One woman reported a rape every 15 minutes on average in India in 2018, according to government data released on Thursday, underlining its dismal reputation as one of the worst places in the world to be female.
The highly-publicized gang rape and murder of a woman in a bus in New Delhi in 2012 brought tens of thousands onto the streets across India and spurred demands for action from film stars and politicians, leading to harsher punishments and new fast-track courts. But the violence has continued unabated.
Women reported almost 34,000 rapes in 2018, barely changed from the year before. Just over 85 percent led to charges, and 27 percent to convictions, according to the annual crime report released by the Ministry of Home Affairs.
Women's rights groups say crimes against women are often taken less seriously, and investigated by police lacking sensitivity.
"The country is still run by men, one (female prime minister) Indira Gandhi is not going to change things.
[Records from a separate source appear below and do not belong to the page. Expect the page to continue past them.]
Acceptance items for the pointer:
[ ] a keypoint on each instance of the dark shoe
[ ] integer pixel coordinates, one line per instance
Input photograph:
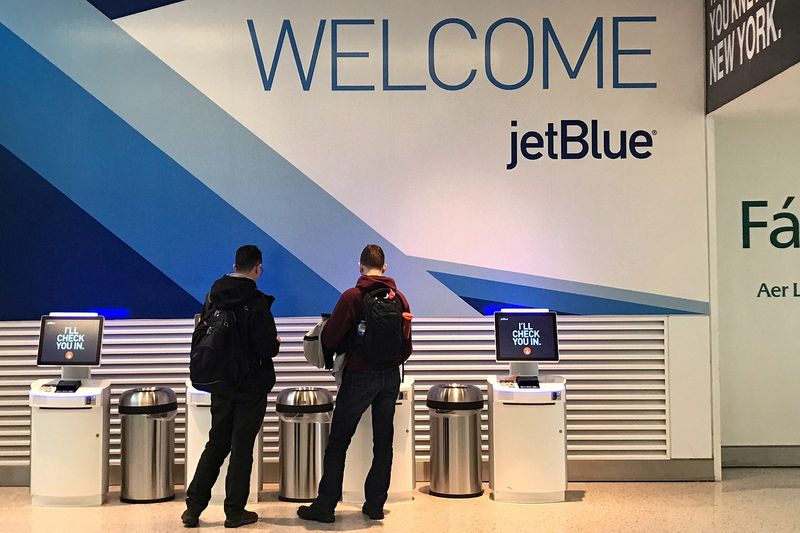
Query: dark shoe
(310, 512)
(373, 514)
(190, 519)
(242, 519)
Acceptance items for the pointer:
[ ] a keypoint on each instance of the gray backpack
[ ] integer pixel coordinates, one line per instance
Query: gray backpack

Most judges are still men," said Lalitha Kumaramangalam, former chief of the National Commission for Women.
"There are very few forensic labs in the country, and fast-track courts have very few judges," said Kumaramangalam, a member of Prime Minister Narendra Modi's Bharatiya Janata Party (BJP).
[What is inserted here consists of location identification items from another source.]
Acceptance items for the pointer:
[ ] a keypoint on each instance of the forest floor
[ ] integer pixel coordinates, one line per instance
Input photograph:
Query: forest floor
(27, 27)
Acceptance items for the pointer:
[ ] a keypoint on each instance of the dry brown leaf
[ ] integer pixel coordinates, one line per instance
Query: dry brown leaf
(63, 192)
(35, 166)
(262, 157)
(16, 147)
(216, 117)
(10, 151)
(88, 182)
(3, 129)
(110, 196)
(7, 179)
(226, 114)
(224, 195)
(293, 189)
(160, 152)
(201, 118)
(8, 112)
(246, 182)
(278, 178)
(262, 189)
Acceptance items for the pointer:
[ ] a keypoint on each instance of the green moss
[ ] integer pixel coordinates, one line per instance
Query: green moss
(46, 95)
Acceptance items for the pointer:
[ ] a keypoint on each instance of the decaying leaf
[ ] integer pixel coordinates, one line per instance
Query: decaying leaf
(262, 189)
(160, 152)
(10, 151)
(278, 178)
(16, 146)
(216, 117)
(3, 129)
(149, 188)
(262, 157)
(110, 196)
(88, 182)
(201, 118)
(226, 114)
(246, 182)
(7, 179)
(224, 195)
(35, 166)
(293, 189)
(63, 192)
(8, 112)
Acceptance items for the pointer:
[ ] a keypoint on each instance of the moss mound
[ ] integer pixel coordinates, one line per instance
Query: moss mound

The rape of a teenager in 2017 by former BJP state legislator Kuldeep Singh Sengar gained national attention when the accuser tried to kill herself the following year, accusing the police of inaction, and more recently, rape allegations against federal minister Swami Chinmayanand.
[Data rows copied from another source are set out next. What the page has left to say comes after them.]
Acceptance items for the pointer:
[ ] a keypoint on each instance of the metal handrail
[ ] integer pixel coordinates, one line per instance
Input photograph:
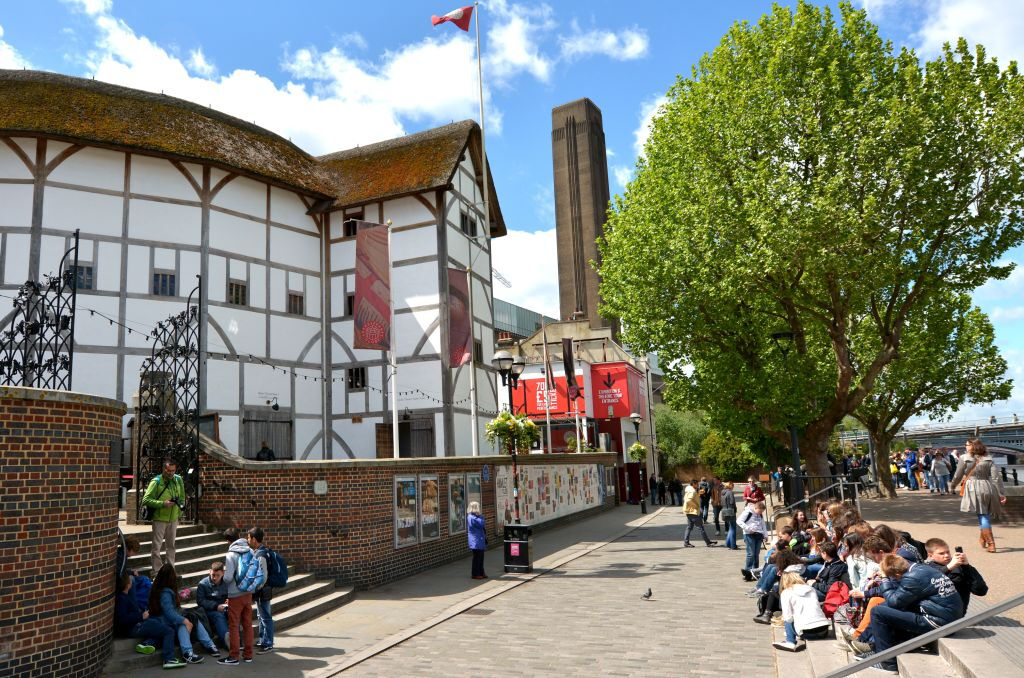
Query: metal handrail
(931, 636)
Five months before Sengar was convicted last December, the accuser's family had to be provided with security after a truck crashed into the car she was in, injuring her and killing two of her relatives.
A 2015 study by the Centre for Law & Policy Research in Bengaluru found that fast-track courts were indeed quicker, but did not handle a high volume of cases.
And a study in 2016 by Partners for Law in Development in New Delhi found that they still took an average of 8.5 months per case - more than four times the recommended period.